Возможности эффективного использования автоматизированного конкорданса уже проверены на материале фольклорных текстов. Четыре мегатекста с конкордансами — «Курск», «Архангельск», «Олонец», «Сибирь», а также мегатекст «Рябинин» — существенное подспорье в лингвофольклористических исследованиях. Последний из указанных конкордансов позволяет получить целостное представление о языковой картине мира эпического мира, явленной в лексиконе выдающегося сказителя Т.Г. Рябинина. В его былинно-языковой картине мира, к примеру, занимает своё место фрагмент «чужое». Количественно фрагмент невелик: 36 лексем в 222 словоупотреблениях. Это чужедальняя топонимика и оттопонимическая лексика, этнонимы и образованные от них прилагательные, лексика конфессиональной оценки неправославных персонажей, определения к именам артефактов иноземного происхождения. Т.Г. Рябинин жил и исполнял былины в Олонецкой губернии. Поскольку имеется конкорданс олонецких народных песен, записанных в то же время, что и былины Рябинина, представляется возможность сопоставить народно-песенный и былинный лексиконы одной и той же местности, одного и того же времени бытования. Даже краткая количественная характеристика двух олонецких конкордансов — повод поразмышлять: олонецкие песни — 2844 лексемы в 12975 с/у и олонецкие былины Рябинина — 2229 лексем в 29081 с/у. Так что разработанный и уже апробированный вариант автоматизированного конкорданса может быть источником надёжного эмпирического материала и перспективной базой филологического исследования.
Конкордансы могут быть основой концептографии и концептуального анализа, уже доказавших свою результативность в решении вопросов кросскультурных исследований. Картина мира складывается из концептосфер, каждая из которых видится как упорядоченная совокупность концептов.
Концепт — это глобальная мыслительная единица, представляющая собой квант знания, единица виртуальная, кодирующаяся в сознании элементами универсального предметного кода (в понимании Н.И. Жинкина), в основе которых лежат индивидуальные чувственные схемы и образы, сформировавшиеся на базе личного чувственного опыта человека. По своей природе концепт виртуален и нуждается в том или ином способе своей «материализации», явленности в словесной или иной форме. Наиболее универсальной формой является вербализация. В фольклорно-языковой картине мира вербализация концепта осуществляется следующим образом. Курск: похода тихая, походочка частенькая, походка тихая, походушка тихенькая; Архангельск: походочка павиная молодецкая, поступь молодецкая модная щегольская; Олонец: походочка частенькая, походка (без определения); Сибирь: походочка твоя, походушка твоя, поступка молодецкая. Курск: поговора вежливая, поговорка нежная, поговорочка ласковая, поговорушка вежливая;Архангельск: речь тихая лебединая, заговорочка веселенькая;Олонец: поговорочка ласковая; Сибирь: поговорка княженецкая.
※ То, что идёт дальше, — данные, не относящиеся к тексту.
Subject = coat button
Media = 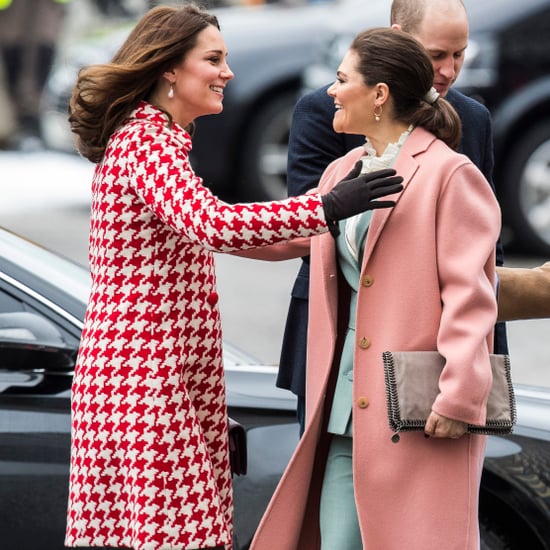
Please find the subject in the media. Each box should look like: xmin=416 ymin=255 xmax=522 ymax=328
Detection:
xmin=207 ymin=292 xmax=219 ymax=306
xmin=358 ymin=336 xmax=370 ymax=349
xmin=357 ymin=396 xmax=369 ymax=408
xmin=361 ymin=274 xmax=374 ymax=287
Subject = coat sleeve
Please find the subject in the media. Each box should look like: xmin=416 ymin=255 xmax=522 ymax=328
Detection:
xmin=119 ymin=120 xmax=329 ymax=253
xmin=232 ymin=237 xmax=311 ymax=261
xmin=450 ymin=90 xmax=503 ymax=267
xmin=231 ymin=148 xmax=365 ymax=261
xmin=432 ymin=160 xmax=501 ymax=426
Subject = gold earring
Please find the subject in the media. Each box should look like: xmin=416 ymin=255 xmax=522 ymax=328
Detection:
xmin=374 ymin=105 xmax=382 ymax=122
xmin=168 ymin=84 xmax=174 ymax=99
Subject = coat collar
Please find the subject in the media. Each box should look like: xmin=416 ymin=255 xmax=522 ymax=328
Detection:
xmin=318 ymin=127 xmax=438 ymax=278
xmin=126 ymin=101 xmax=193 ymax=151
xmin=361 ymin=127 xmax=437 ymax=266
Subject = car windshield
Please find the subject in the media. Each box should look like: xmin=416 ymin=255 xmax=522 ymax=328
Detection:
xmin=0 ymin=227 xmax=91 ymax=304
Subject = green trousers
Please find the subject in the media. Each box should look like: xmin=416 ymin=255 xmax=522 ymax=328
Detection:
xmin=320 ymin=435 xmax=362 ymax=549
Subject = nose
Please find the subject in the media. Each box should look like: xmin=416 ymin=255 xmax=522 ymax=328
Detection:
xmin=436 ymin=56 xmax=457 ymax=81
xmin=327 ymin=81 xmax=337 ymax=96
xmin=222 ymin=63 xmax=234 ymax=81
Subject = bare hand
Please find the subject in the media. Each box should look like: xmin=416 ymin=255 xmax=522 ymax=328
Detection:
xmin=424 ymin=411 xmax=467 ymax=439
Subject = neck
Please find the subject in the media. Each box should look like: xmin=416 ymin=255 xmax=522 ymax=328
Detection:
xmin=148 ymin=92 xmax=193 ymax=129
xmin=366 ymin=122 xmax=411 ymax=156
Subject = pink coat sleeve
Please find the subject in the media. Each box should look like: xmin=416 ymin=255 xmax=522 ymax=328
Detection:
xmin=432 ymin=160 xmax=500 ymax=425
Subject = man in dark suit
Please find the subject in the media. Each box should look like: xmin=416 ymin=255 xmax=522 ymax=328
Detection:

Как видим, вербализация концептов «манера ходить» и «манера говорить» территориально различна, как различна идеальная характеристика самих манер.
В современной гуманитарной науке, особенно в филологии, термин концепт исключительно популярен (см., например: [Степанов 1997]), однако использование его крайне некорректно: в него вкладывается разное содержание, его структура однозначно не определена. Общепринято считать, что у концепта нет чёткой структуры, жёсткой последовательности и взаиморасположения слоёв. Размытость понятия и термина не даёт возможности их сопоставления, поскольку отсутствует эксплицитно представленная технология описания концепта. Понятие отражено в энциклопедических словарях, а концепт представлен теми текстами, в которые он входит. Эти тексты — фактически мыслительная территория, относящаяся к концепту. Границы каждого концепта очерчиваются точками соприкосновения с другими концептами. Французские философы Ж. Делёз и Ф. Гваттари [Делёз, Гваттари 1998] заметили, что в концепте, как правило, присутствуют кусочки или составляющие, которые происходят из других концептов, отвечавших на другие проблемы и предполагавших другие планы.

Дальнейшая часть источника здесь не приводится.